私が苦しいと感じるとは、おもしろいやら悲しいやら。
「そろそろ到着するわ。……頑張ってらっしゃい、私達のかわいい息子……」
ジュディは言い終わると顔を伏せた。泣いているようだ。
ミハイルは泣くまいと耐えている。彼は機械を操作して入り口を開けた。
「……ジバ、ちょっと頭をだせ」
そう言われ、私はしゃがんでケーゴに頭を見せた。ケーゴは私の頭を開き、データを改竄した。
[マスター、ケーゴ・タチバナ、登録解除]
『ケーゴ……』
「いいか……逃げろ! この戦いが終わったら戻ってくるな。戻ってきても、また嫌な戦争をさせられるだけだ」
ケーゴはそう言うと、私の頭を閉じた。
「おまえはソーラーチャージができるからエネルギー切れの心配はない。どこか別の国にでも山にでも逃げ込んで、『考え』をゆっくりやるといい。野生動物の観察なかんかも、時間を気にしないでできるぞ」
ケーゴは震える声で私に言った。私はケーゴの顔を見ることができなかった。
つらい。
ケーゴ達と別れるのも、戦いをするのも。
こんなことなら、私は普通の機械として作られたかった。
「さあ行け!」
ケーゴは力一杯に私に言った。私は三人の顔を見ないように、移動用トラックから飛び出した。

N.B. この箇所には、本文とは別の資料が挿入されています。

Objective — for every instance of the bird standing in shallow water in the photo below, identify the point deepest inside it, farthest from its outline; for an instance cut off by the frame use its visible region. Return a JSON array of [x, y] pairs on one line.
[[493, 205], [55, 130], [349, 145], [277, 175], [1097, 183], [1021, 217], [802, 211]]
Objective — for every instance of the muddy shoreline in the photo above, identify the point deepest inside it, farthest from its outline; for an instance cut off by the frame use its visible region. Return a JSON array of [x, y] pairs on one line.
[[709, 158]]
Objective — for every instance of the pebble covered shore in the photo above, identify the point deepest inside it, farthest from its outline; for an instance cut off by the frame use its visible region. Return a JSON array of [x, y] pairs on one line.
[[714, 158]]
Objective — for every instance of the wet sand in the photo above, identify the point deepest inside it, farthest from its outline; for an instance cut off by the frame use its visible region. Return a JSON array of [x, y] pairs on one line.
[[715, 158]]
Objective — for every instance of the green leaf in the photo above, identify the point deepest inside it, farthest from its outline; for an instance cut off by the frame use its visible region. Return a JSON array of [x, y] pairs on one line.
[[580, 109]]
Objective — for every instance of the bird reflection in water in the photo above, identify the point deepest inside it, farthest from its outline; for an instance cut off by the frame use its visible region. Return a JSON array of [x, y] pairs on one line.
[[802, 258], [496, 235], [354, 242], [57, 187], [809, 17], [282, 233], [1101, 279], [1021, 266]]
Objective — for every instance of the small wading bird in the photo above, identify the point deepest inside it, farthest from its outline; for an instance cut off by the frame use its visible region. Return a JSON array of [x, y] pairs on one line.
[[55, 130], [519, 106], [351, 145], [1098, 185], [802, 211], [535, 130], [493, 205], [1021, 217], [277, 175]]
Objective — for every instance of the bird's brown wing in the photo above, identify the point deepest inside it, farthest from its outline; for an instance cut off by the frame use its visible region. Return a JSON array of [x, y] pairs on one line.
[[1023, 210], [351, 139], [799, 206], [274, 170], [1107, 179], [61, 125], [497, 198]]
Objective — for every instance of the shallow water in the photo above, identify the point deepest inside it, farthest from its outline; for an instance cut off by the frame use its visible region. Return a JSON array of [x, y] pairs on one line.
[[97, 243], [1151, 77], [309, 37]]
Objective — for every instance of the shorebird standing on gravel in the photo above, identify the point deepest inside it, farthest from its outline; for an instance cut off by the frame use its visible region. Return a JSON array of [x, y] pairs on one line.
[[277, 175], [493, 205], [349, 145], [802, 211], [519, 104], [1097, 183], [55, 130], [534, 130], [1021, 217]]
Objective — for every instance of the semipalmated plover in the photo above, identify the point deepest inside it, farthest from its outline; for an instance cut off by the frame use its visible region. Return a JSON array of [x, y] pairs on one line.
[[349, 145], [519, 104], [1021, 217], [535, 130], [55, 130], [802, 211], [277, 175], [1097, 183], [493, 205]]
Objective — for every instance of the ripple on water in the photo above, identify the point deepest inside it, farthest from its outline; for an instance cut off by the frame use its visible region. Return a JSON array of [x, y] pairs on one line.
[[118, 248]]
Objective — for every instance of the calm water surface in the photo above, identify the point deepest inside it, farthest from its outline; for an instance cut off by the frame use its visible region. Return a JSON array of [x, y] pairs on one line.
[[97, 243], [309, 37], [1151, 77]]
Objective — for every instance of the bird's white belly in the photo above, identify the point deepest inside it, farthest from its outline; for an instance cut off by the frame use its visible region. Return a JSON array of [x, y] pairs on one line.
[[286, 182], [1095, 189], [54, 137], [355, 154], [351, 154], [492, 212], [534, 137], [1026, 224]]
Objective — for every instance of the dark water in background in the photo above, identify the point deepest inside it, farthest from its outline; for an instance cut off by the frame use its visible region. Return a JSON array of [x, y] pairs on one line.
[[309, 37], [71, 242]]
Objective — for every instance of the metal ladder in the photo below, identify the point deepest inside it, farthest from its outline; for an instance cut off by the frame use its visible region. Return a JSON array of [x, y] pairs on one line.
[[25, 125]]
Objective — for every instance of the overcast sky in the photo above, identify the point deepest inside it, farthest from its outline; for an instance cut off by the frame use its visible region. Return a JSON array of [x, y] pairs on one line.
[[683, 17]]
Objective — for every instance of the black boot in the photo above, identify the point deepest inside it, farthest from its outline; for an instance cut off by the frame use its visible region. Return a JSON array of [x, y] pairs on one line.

彼らの顔を見たら、ケーゴの言ったことを守れそうにない気がしたからだ。
さようなら、ケーゴ。
さようなら、ジュディ。
さようなら、ミハイル。
そして……
さようなら、私の感情。
さようなら、私の今までの記憶。
さようなら、ケーゴ達と過ごした時間。
さようなら……
私は、AIの『私である』部分を切り離した。
戦いをするのに、感情は邪魔だ。
ケーゴ、あなたが作り上げた『私』という兵器は最高傑作であるということを、敵のゼネイル帝国に見せ付けよう。